Metin SAVAŞ
Hüseyin Nihal Atsız (bariz bir şekilde) herhangi bir şöhret değildir. Gerek ideolojik kimliğiyle, gerekse Türk edebiyatındaki konumu itibarıyla Atsız pek çok meşhura kıyasla farklı bir yerdedir. Her şey bir yana, Atsız hem hayattayken hem de vefatından bugünlere Türkçü gençliği peşinden sürükleyebilen sıra dışı bir karakterdir. Ruh Adam romanı nasıl ki büyüleyici bir romansa, Nihal Atsız’ın kendisi de aşkındır. Ahmet Bican Ercilasun’un “Türkçülüğün Mistik Önderi” ifadesi hiçbir itiraza yer bırakmayacak derecede muhkem bir tanımlamadır. Bununla birlikte Atsız birtakım ölçüsüz mistikler gibi uçmaz. İlle de ölçüsüzlük arayacaksak birtakım gençlerin Atsız hayranlığındaki kusurlarında aranmalıdır. Nihal Atsız ayakları yere basan ülkü adamıdır. Onun hedefleri ulaşılamayacak hedefler değildir. Ütopya değildir. Kara propaganda diyebileceğimiz bir yöntemle Atsız’ın hedeflerini ütopya kavramıyla özdeşleştirmeye yeltenenler çıkabilir. Atsız’ın ülkülerini küçümsemek, sulandırmak, gerçek dışı ve akıl dışı göstermeye çalışmak yoluyla Türk gençliğini yanıltmak veya Atsız’dan soğutmak isteyenler olacaktır. Holivut sinemasının o saçma sapan kurmaca karakterlerini neredeyse bütün Türk gençleri tanıyor ama bizim ülkemizde Nihal Atsız’ın kim olduğunu hiç bilmeyen milyonlarca genç var. Etnik kökeni şaibeli şarkıcı bilmem kim sahneye çıktığında çığlık atan Türk gençleri Ruh Adam’ı okumuş olsalardı (tabiatıyla özümseyerek okumuş olsalardı) söylemeye bile gerek yoktur ki o çığlıkların anlamsızlığını idrak edeceklerdi. Yüzbaşı Selim Pusat’ın sağlam karakteri karşısında bugünün Türk gençliği nerededir?

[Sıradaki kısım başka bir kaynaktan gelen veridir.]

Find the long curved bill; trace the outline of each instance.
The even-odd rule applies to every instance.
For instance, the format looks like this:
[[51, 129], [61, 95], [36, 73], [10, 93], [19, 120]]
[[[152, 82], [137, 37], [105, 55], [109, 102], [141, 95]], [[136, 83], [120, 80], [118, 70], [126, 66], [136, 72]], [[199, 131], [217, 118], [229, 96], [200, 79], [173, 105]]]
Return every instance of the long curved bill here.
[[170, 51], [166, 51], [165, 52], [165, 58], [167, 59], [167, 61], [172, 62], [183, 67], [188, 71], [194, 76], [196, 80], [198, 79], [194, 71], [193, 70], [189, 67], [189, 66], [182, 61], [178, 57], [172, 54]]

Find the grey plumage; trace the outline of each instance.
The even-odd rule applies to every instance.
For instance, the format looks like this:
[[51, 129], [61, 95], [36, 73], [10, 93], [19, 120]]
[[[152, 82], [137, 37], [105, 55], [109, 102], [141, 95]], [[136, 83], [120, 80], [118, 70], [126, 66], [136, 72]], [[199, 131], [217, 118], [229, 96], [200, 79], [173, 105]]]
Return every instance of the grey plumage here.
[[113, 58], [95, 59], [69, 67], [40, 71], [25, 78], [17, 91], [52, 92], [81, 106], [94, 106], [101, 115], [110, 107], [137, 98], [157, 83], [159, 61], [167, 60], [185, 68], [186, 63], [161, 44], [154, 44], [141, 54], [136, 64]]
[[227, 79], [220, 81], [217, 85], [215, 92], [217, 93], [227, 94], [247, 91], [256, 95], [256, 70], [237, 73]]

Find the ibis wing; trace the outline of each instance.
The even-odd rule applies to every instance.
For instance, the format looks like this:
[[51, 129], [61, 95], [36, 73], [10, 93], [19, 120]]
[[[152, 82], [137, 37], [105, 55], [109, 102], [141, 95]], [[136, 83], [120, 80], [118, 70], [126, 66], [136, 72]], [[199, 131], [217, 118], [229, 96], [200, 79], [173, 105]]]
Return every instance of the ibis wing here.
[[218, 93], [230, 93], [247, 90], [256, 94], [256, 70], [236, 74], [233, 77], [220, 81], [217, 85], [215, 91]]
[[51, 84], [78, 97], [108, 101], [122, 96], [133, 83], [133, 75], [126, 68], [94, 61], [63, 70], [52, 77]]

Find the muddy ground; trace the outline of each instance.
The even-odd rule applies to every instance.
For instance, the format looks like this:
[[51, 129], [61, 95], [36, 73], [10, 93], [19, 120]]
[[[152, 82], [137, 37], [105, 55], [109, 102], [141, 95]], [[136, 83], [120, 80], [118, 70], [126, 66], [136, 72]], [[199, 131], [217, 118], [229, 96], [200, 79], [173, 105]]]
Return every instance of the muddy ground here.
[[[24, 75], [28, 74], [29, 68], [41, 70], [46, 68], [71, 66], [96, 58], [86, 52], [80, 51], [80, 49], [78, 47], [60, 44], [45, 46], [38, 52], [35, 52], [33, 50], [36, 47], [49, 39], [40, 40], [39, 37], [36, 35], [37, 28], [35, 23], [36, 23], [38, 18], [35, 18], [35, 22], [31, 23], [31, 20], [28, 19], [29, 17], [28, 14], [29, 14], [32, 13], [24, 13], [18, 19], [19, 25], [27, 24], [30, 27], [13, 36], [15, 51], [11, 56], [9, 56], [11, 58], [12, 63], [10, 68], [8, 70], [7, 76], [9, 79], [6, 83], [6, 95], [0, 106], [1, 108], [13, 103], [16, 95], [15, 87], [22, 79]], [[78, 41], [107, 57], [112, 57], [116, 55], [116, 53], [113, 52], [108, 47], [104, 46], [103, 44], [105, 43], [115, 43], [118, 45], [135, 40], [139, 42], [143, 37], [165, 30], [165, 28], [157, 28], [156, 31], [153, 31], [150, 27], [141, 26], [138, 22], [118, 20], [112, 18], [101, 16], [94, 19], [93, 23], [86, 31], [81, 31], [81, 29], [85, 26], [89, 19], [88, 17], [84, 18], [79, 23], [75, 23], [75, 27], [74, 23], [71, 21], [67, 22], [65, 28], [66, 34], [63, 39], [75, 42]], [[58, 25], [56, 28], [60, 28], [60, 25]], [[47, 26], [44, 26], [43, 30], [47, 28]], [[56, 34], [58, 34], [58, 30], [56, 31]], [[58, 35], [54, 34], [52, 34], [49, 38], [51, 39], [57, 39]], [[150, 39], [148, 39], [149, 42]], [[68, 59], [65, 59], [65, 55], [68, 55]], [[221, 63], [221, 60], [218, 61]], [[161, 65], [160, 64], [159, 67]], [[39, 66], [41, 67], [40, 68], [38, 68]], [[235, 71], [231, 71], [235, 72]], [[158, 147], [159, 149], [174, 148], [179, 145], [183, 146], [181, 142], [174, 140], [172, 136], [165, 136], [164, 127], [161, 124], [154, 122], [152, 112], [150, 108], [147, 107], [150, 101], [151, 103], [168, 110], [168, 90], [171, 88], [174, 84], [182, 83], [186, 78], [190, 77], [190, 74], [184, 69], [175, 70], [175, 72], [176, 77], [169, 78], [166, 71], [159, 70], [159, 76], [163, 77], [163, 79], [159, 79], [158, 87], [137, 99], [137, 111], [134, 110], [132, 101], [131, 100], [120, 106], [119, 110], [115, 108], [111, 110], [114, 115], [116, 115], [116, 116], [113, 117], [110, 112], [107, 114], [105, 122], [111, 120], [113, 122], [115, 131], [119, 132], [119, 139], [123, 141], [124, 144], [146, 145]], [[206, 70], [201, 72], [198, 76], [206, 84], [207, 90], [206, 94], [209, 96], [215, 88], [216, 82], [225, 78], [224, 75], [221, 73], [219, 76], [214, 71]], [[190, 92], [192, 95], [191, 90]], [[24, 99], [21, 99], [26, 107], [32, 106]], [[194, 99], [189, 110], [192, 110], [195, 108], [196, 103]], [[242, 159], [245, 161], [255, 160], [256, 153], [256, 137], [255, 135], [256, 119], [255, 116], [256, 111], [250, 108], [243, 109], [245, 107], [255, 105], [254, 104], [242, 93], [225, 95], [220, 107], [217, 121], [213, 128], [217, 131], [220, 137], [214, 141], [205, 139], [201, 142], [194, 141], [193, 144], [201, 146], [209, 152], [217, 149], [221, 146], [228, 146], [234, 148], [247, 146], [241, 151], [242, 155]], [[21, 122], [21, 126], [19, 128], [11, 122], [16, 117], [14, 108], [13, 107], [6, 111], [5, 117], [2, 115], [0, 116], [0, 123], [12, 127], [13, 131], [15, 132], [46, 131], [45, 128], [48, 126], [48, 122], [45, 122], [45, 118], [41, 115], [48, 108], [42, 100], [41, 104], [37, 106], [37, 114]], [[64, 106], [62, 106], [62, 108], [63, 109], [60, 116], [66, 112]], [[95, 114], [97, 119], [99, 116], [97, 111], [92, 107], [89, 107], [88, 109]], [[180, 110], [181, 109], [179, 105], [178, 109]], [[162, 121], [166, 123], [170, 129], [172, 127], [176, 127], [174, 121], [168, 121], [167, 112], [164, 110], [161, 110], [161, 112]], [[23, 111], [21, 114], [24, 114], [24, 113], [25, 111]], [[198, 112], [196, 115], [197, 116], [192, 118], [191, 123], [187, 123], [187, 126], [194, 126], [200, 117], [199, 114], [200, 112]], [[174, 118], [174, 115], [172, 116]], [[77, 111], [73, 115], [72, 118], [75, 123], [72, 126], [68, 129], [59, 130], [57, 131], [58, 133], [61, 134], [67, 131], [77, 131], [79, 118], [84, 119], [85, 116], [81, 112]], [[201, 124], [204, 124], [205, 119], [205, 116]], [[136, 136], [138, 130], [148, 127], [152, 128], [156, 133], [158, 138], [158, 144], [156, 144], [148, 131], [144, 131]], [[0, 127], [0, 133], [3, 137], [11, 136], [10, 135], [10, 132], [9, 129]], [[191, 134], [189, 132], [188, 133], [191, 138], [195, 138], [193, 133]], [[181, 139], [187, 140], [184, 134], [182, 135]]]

Ruh Adam Nihal Atsız apaçık bir şekilde Türklük ruhunun sembolüdür. Atsız, diğer yazılarımda örnekleriyle sergilemeye çalıştığım üzere kadim Türk kültür kodlarını çok iyi bilen bir entelektüeldir. Çok iyi bilmesinin dışında, Atsız, kadim Türk kültür kodlarını eserlerinde ve gündelik hayatında bizatihi yaşatan ve yaşayan kimsedir. Dolayısıyla Atsız, kadim kültür kodlarını güncellemeyi, hem de falsosuz olarak, eğip bükmeden, ödünsüzce, fevkalade maharetle güncellemeyi başarabilmiştir. Yüzbaşı Burkay ile Yüzbaşı Selim Pusat arasındaki zaman farkını göz önüne almamız yeterlidir. Nihal Atsız için zaman kısıtlanamaz. Nihal Atsız (sembolik olarak söylersek) 2000 yılın muhtelif zaman aralıklarından bugüne ve geleceğe bakmasını bilir. Nostalji züppeliğiyle geçmişe takılmaz. Geçmişin erdemlerini bugüne taşımayı dert edinir. Atsız için altınçağ hükmündeki geçmiş bir kaçış yeri değil, sonsuz döngü (devriye) fenomeni uyarınca bir yeniden diriliş imkânıdır. Onun hayat içindeki duruşu salt bugünle (Atsız’ın bilfiil yaşadığı zaman dilimiyle) de sınırlı değildir. Kamlançu ülkesinden Göktürklere, kayıp Osmanlı şehzadesinden Cumhuriyet Türkiye’sine Nihal Atsız bir zaman yolcusu gibidir. Nitekim kamlar da zaman koridorlarında yolculuk edebilmektedirler. Abartılı bir şekilde söylersek, Nihal Atsız şamanlığın entelektüel sahnedeki görüntüsüdür. Türk gençliğine gösterdiği hedefler onu zaten geleceğe de taşıyor. Nihal Atsız birtakım okullarda öğretmenlik etmiştir fakat onun asıl öğretmenliği sınıflara sığmayacak kadar geniş kapsamlıdır.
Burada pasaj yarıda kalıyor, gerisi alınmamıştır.